To underscore its commitment to its traditional energy business, BP held an investor meeting in Denver in October to highlight its onshore U.S. energy footprint. It plans to double production to 650,000 barrels a day by 2030 and could quadruple annual free cash flow to $4 billion.
BP targets about $55 billion of earnings before interest, taxes, depreciation, and amortization, or Ebitda, in 2030, up from an estimated $43 billion in 2023, with about $12 billion coming from its transition businesses, up from $4 billion in 2022. If it can hit that overall target, there should be plenty of room for dividend increases and ample share buybacks.
The company has plenty of oil and natural gas in the ground. BP puts its currently recoverable resource base at 18 billion barrels of oil equivalent—20 years of production at current levels.
“The stock has flatlined in the past year despite wholesale upgrading the returns and earnings profile of the business,” says Cyprian Yonge, an investment analyst at T. Rowe Price, a BP holder.

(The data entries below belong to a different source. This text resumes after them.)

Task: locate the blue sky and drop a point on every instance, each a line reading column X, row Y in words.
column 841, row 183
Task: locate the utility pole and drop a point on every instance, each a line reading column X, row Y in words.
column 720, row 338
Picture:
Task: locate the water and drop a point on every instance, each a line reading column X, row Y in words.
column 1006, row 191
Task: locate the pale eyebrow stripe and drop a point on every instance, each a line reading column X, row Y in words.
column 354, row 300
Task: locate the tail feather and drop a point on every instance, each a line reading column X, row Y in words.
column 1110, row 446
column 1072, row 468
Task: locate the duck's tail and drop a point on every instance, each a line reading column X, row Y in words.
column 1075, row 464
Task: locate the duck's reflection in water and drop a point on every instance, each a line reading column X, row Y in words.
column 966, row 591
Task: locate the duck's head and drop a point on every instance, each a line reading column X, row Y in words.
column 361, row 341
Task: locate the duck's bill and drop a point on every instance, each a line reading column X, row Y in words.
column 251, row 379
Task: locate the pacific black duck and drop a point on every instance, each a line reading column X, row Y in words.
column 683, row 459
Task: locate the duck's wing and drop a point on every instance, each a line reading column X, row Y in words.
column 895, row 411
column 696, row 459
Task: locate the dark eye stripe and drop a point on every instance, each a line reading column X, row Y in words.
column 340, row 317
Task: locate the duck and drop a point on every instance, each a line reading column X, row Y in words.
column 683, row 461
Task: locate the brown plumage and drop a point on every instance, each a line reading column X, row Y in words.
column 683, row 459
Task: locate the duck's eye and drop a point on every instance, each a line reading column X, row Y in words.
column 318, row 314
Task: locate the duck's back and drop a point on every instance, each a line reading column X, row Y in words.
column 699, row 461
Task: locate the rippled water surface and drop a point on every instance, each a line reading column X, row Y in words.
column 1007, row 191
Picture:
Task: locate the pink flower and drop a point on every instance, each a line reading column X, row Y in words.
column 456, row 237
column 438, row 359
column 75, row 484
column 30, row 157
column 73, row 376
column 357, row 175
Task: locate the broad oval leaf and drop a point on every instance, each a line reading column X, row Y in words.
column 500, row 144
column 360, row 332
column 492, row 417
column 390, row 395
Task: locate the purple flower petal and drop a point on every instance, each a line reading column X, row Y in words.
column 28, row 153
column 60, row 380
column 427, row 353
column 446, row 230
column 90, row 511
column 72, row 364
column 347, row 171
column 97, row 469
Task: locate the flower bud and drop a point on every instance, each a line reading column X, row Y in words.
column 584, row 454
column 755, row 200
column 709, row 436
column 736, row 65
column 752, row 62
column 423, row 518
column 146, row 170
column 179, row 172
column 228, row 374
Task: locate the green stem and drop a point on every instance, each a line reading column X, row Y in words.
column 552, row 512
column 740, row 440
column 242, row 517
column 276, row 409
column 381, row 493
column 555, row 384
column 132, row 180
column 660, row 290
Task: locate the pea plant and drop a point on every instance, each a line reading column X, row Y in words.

Even with the pivot, BP isn’t going to be mistaken for Exxon or Chevron. Its slogan is “performing while transforming.” The company plans to spend about $16 billion annually on capital expenditure through 2030, with about $7 billion of that total on what it calls “transition growth engines.” That’s a much higher percentage than at the U.S. majors.
Investors aren’t happy with BP’s wind business, where it took a $540 million charge last year for a financially unviable offshore project in New York state in partnership with Norwegian oil company
Equinor.
Instead, investors would rather see the company focus on its desirable and growing mobility and convenience division, which houses its gas stations, related convenience stores, and EV charging stations.
T. Rowe’s Yonge says the company needs to “deliver in upstream and focus on the higher-return parts of the low-carbon value chain.”
There’s also a chance that BP will attract an activist investor, as Shell has. An activist could seek to break up the company, given its high estimated sum-of-the-parts value. With its large but digestible market value of less than $100 billion and $22 billion of net debt, it could be a good acquisition candidate for the larger Shell. BP is now valued at two times its projected 2030 Ebitda, a rock-bottom multiple. London-based BP is closely associated with its home country, but like Shell, it would benefit if it redomiciled in the oil-friendlier U.S.
There are a lot of things that could go right at BP, and not a lot is factored into a depressed stock with a pretty secure 5% dividend yield. It’s a low-risk way to play the future of oil—and perhaps a lot more.